A U.N. Security Council vote on the toughest sanctions on Democratic People’s Republic of Korea, or DPRK, in two decades has been postponed until Wednesday morning at Russia’s request, France said Tuesday.
The United States had asked the council to schedule a vote Tuesday afternoon on the draft resolution in response to Pyongyang’s latest nuclear test and rocket launch.
A vote on the resolution, drafted by the U.S. and China, has been held up for several days by Russia, which asked for more time to study the lengthy text and reportedly suggested changes.
The draft resolution for the first time would subject cargo ships leaving and entering DPRK to mandatory inspections. It also would prohibit the sale of small arms and other conventional weapons to DPRK, closing a loophole in earlier resolutions.
U.S. Ambassador Samantha Power has said the sanctions would limit and in some cases ban exports of coal, iron gold titanium and rare earth minerals from DPRK and would prohibit countries from supplying aviation fuel, including rocket fuel, to the country.
But the draft resolution lets countries determine whether such exports are for military or humanitarian purposes, which takes into account the bleak humanitarian situation of the majority of North Koreans.
In addition, the draft resolution would impose financial sanctions targeting DPRK’s banks and assets and ban all dual-use nuclear and missile related items.
Items such as luxury watches, snowmobiles, recreational water vehicles and lead crystal have been added to a long list of luxury goods that DPRK is not allowed to import.
As with previous resolutions, the test will be whether U.N. member states enforce the sanctions.

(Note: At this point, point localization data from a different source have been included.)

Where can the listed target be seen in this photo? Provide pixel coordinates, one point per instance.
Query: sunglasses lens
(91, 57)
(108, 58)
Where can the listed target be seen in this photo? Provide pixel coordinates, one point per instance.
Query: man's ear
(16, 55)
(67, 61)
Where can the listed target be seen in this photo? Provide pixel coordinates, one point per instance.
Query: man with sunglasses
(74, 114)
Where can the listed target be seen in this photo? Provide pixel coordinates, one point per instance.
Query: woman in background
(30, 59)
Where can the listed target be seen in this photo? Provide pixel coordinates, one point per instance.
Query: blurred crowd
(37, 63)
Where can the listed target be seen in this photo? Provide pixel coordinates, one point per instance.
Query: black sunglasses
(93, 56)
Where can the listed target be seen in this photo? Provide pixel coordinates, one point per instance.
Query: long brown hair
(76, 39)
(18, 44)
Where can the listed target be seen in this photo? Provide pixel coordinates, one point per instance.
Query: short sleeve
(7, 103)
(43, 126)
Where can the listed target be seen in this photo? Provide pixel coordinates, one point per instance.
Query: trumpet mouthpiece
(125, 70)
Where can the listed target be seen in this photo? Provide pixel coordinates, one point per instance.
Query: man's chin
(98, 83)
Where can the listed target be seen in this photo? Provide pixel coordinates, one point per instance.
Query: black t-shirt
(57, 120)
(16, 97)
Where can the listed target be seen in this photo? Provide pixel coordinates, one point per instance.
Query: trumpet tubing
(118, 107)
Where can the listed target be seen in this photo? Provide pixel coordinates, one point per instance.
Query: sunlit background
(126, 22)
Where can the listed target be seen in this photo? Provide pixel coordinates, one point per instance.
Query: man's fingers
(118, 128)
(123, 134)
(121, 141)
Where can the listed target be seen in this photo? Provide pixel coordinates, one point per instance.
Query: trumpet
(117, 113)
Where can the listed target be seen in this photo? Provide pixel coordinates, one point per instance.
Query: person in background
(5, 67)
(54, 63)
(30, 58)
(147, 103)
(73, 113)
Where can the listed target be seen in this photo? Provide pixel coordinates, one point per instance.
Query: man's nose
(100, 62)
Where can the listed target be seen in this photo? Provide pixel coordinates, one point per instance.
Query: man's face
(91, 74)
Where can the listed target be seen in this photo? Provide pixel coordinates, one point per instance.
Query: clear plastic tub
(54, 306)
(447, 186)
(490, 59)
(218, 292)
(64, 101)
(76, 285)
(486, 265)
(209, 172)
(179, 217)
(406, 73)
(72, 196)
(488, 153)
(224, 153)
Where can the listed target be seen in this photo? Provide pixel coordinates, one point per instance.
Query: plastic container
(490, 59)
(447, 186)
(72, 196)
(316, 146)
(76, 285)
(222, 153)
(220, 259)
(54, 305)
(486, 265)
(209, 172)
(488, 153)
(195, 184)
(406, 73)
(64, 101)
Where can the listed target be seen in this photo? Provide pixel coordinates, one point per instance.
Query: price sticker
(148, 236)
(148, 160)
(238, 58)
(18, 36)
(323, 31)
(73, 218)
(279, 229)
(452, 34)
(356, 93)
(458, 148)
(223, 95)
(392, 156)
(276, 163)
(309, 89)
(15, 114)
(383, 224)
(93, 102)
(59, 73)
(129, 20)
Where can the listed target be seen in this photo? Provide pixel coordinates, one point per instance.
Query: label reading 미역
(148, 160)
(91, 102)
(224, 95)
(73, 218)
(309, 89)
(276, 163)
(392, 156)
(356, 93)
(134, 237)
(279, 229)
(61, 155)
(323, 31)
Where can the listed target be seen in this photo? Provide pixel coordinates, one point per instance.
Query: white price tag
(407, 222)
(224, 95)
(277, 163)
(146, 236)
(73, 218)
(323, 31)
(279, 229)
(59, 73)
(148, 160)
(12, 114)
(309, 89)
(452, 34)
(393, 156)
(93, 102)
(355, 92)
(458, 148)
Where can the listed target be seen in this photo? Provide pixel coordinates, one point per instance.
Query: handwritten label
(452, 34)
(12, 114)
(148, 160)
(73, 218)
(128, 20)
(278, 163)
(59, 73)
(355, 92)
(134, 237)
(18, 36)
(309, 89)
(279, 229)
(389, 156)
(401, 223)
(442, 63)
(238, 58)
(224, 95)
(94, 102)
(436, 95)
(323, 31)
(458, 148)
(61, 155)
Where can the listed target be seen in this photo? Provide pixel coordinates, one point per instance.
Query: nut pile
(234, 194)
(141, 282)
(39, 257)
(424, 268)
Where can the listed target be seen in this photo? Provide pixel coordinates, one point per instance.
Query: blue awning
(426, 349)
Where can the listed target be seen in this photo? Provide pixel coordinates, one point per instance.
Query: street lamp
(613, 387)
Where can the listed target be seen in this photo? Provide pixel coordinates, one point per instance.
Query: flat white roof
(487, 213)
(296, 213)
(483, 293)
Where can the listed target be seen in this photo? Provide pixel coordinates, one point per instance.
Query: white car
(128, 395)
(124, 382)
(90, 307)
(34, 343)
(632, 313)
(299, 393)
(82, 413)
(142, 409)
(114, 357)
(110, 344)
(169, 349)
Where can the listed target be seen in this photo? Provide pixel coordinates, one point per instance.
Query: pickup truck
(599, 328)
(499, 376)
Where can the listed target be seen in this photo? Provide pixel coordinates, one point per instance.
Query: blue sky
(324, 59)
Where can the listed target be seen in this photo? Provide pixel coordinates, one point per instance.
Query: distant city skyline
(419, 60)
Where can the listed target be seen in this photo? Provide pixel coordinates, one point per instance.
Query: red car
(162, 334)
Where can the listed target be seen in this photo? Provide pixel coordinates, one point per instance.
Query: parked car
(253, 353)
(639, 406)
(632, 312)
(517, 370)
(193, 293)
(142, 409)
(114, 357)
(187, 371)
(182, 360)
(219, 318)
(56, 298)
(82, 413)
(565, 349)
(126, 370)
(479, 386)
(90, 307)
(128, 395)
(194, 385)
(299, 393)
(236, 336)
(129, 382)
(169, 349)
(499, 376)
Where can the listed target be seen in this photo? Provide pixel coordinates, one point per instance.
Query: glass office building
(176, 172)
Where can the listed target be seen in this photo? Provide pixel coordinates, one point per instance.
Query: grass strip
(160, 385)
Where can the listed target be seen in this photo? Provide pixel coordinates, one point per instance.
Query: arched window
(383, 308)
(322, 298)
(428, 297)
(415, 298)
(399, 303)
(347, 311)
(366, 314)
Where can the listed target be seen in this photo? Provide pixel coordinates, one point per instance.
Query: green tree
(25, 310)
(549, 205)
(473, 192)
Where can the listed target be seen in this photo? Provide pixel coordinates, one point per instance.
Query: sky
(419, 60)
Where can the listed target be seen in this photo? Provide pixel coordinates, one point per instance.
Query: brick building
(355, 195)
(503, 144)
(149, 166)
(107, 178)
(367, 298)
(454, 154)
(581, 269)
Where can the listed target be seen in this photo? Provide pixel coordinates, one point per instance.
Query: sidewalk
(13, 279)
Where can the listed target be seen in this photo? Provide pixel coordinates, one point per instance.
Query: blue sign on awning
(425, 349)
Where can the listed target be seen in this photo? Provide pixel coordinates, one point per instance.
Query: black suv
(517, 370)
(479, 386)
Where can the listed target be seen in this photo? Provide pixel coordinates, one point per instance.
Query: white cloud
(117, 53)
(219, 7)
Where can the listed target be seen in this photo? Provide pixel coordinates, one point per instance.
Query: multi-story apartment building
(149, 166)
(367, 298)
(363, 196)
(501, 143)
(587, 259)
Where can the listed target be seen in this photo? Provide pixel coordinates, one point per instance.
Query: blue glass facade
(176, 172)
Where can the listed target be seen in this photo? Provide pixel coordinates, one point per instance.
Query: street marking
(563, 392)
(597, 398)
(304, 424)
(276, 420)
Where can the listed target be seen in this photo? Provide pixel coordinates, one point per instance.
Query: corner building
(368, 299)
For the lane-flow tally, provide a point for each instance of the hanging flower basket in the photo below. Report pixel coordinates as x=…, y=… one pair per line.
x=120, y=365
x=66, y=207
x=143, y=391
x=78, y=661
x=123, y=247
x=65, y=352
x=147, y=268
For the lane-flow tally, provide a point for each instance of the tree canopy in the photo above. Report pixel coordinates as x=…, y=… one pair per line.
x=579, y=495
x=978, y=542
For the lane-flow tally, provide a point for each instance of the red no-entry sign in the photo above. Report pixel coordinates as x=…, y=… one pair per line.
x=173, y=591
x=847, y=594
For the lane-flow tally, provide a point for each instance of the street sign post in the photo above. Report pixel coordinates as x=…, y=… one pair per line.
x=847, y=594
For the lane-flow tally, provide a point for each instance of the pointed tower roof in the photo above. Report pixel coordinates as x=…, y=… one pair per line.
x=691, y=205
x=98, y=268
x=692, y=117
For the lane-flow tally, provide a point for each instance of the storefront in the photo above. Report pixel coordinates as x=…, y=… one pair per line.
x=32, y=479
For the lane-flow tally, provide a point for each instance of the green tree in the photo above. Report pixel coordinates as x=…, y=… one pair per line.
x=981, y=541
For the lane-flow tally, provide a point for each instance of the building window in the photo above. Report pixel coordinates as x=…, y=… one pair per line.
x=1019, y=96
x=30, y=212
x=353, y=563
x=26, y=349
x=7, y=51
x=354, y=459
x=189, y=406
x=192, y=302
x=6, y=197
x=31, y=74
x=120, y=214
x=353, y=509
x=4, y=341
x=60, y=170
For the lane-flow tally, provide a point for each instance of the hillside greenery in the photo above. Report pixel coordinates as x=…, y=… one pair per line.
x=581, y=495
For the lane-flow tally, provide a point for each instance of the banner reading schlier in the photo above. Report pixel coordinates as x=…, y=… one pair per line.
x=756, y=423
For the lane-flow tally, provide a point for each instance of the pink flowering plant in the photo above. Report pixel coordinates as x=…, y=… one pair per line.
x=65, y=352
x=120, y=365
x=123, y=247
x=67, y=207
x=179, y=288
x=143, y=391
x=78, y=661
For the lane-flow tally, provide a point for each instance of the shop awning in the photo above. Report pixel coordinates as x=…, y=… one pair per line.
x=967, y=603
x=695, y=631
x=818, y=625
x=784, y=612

A U.N. panel of experts monitoring the sanctions has repeatedly pointed out that enforcement can be weak.
DPRK started off the new year with what it claims was its first hydrogen bomb test on Jan. 6 and followed up with the launch of a satellite on a rocket on Feb. 7. It was condemned by much of the world as a test of banned missile technology.
Over the past 20 years, DPRK has conducted four nuclear tests and launched six long-range rockets, all in violation of Security Council resolutions.
The U.S., its Western allies and Japan have pressed for new sanctions that go beyond the DPRK’s nuclear and missile programs. But China, Pyongyang’s neighbor, is reluctant to impose measures that could threaten the stability of DPRK and cause its economy to collapse.
Story by the Associated Press.
Chinese Foreign Minister Wang Yi said that Beijing is committed to the denuclearization of the Korean Peninsula, while urging all relevant parties to resolve the issue through the six-party talks.